The small-town attitude has pushed Mr. Keller to the forefront of the local business community as chairman of the Brooklyn Chamber of Commerce. His two-year term began on June 1.
Mr. Keller, 54, has spent his entire 32-year career with Hanover, beginning as a management trainee in 1959. He is currently a senior vice president in the New York banking division. Allowing for some minor adjustments in the wording of his title, he expects to continue in the post when Manufacturers Hanover Corp. completes its pending merger with Chemical Banking Corp.
"I like to think of Brooklyn as its own town," he said in an interview in his downtown office. Although the borough has 33,000 businesses, Mr. Keller pointed out that most are "mom-and-pop retail stores that look on our people as local bankers.
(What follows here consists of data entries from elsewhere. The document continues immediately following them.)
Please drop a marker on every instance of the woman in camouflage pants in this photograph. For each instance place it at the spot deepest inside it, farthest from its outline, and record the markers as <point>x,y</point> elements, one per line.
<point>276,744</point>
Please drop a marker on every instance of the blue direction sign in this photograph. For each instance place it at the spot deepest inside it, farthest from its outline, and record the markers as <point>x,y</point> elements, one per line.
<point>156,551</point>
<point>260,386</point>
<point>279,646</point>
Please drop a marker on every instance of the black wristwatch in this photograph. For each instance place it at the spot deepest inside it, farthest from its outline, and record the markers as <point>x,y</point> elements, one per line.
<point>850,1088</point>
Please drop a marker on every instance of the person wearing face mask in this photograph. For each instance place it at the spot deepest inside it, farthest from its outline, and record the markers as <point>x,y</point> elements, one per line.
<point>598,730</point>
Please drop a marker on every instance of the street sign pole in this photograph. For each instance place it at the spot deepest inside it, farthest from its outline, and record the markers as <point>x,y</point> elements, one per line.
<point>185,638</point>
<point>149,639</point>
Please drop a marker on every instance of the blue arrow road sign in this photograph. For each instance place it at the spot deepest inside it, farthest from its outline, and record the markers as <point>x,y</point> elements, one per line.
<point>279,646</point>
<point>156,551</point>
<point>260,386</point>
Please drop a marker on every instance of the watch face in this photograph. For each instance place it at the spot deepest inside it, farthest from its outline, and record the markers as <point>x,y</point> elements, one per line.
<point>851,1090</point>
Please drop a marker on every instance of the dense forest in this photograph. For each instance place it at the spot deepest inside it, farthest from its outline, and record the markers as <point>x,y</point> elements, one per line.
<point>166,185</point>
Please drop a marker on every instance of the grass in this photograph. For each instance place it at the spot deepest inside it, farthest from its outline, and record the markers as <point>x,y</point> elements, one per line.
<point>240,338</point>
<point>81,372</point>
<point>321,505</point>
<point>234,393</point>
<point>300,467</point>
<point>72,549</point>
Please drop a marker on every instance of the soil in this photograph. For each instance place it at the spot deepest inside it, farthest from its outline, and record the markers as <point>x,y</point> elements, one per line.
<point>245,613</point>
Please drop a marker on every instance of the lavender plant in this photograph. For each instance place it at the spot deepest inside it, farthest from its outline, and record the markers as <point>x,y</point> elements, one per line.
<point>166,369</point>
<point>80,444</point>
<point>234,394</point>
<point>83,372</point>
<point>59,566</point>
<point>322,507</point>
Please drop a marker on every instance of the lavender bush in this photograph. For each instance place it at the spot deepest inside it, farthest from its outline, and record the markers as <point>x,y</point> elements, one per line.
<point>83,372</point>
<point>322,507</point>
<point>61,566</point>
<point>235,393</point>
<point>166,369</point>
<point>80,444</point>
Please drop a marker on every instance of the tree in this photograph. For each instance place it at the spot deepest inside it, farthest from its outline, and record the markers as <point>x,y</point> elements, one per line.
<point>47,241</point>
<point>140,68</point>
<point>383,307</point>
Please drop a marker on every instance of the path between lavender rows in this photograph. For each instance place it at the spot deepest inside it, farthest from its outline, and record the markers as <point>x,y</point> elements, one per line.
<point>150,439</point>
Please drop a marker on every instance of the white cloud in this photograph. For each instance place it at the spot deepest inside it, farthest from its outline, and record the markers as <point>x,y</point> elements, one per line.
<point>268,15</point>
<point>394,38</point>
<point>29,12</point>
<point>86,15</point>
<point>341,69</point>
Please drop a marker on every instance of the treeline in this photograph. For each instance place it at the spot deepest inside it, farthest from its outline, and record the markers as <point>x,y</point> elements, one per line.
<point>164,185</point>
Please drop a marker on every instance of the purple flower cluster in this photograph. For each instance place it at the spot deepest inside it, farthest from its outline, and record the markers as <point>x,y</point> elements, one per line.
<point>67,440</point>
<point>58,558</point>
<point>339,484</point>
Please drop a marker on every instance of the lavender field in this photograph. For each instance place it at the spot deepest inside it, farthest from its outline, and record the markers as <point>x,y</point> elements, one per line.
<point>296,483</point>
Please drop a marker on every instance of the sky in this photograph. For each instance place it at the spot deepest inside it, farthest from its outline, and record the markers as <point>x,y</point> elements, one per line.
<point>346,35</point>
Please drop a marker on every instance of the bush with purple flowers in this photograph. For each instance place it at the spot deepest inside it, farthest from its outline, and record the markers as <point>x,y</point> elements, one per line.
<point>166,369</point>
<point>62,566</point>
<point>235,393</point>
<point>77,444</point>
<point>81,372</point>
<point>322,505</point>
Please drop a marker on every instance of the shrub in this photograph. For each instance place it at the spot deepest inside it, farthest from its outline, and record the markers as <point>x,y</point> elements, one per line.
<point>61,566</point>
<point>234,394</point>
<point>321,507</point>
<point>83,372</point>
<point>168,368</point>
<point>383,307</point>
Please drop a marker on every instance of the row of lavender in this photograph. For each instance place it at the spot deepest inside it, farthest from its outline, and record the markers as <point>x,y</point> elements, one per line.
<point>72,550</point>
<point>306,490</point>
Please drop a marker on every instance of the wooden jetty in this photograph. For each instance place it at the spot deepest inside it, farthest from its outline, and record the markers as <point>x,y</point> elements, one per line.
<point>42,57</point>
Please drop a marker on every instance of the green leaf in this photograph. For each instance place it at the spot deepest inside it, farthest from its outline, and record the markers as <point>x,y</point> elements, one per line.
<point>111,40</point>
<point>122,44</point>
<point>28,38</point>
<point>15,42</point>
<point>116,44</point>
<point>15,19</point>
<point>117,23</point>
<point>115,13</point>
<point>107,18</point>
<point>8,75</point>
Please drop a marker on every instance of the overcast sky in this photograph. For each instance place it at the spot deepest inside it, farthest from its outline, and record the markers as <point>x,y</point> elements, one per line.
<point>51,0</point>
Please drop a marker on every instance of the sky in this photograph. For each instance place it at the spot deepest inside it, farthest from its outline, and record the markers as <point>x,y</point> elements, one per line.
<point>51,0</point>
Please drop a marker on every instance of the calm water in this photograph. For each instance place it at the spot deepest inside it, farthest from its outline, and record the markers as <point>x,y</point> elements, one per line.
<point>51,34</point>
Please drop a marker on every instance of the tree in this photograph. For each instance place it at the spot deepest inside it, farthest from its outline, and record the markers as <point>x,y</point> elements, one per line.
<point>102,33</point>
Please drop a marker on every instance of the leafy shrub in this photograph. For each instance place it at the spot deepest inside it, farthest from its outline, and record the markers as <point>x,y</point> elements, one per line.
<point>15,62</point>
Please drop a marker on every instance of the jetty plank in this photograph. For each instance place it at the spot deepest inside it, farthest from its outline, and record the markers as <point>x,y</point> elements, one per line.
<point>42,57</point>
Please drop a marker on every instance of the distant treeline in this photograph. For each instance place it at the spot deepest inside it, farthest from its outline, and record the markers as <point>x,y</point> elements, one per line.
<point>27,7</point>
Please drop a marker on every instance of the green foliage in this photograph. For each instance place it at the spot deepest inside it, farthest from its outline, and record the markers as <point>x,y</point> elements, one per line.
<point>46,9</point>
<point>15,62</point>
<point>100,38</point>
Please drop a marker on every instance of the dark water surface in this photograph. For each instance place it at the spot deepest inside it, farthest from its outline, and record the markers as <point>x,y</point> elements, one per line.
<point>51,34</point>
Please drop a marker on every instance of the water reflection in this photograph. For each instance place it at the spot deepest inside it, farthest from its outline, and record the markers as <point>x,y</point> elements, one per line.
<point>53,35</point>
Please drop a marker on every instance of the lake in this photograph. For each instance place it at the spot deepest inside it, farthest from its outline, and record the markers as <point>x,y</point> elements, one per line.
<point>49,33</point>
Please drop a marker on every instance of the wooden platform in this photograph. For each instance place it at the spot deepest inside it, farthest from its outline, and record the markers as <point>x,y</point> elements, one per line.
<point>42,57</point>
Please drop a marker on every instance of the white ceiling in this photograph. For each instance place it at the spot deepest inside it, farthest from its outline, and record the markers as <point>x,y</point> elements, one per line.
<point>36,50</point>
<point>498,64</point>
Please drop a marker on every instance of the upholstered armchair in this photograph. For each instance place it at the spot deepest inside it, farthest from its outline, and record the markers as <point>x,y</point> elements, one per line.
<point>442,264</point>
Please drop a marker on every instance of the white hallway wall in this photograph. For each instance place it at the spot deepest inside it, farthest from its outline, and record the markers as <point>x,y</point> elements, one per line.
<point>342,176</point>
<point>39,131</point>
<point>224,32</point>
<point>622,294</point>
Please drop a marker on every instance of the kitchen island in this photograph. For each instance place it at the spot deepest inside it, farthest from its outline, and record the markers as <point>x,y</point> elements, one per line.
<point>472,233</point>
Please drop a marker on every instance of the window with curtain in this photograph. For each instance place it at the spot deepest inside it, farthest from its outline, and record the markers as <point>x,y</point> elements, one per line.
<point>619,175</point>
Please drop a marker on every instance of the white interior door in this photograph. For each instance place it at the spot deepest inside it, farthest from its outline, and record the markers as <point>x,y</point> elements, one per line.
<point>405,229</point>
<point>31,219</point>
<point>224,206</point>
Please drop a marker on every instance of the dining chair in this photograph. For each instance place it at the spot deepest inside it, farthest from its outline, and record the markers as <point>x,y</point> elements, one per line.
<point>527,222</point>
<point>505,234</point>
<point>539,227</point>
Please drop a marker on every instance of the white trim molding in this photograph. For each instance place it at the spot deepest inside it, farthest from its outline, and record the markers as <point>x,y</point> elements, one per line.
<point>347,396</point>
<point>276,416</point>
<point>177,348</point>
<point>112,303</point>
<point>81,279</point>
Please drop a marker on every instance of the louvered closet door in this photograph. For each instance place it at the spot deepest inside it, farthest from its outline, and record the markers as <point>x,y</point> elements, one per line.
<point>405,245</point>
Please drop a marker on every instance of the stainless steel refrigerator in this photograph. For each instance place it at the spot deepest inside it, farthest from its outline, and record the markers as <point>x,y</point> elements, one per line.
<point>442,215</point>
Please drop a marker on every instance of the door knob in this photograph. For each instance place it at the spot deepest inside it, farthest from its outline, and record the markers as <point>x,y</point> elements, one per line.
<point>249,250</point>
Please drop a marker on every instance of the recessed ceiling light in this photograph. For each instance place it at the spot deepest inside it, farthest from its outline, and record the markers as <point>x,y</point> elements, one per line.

"We get away from saying we're just lenders," he said. "As relationship managers, our full menu includes cash management."
His activity in the Chamber of Commerce is at his own initiative, he said. "But the bank supports me.
"What's good for the business community is good for us," he said. "Manufacturers Hanover has been active in the Chamber of Commerce forever."
Involvement in such community organizations is "all part of being good corporate citizens - we're in Brooklyn for the long run."
Mr. Keller has been active in the organization since 1979. "Yes, I have to give some time to it, but it's rewarding. There's a personal satisfaction. It's an honor to be chosen as head of the chamber, with its members of all sizes and shapes," he said.
The chamber's broad-based membership, according to Mr. Keller, makes it a well-respected advocacy group: "It provides unparalleled access to elected officials and administrative agencies - helping its members cut through bureaucratic red tape, organizing networking functions to help members promote their products and services."
Mr. Keller recently accompanied Howard Golden, the Brooklyn borough president, on a visit to Brooklyn's sister city - Anzio, Italy.
"We're fortunate that [the chamber] has been a very active, well-run organization - probably one of the fastest-growing in recent years: 1,500 members, with a full-time president and staff," Mr. Keller said.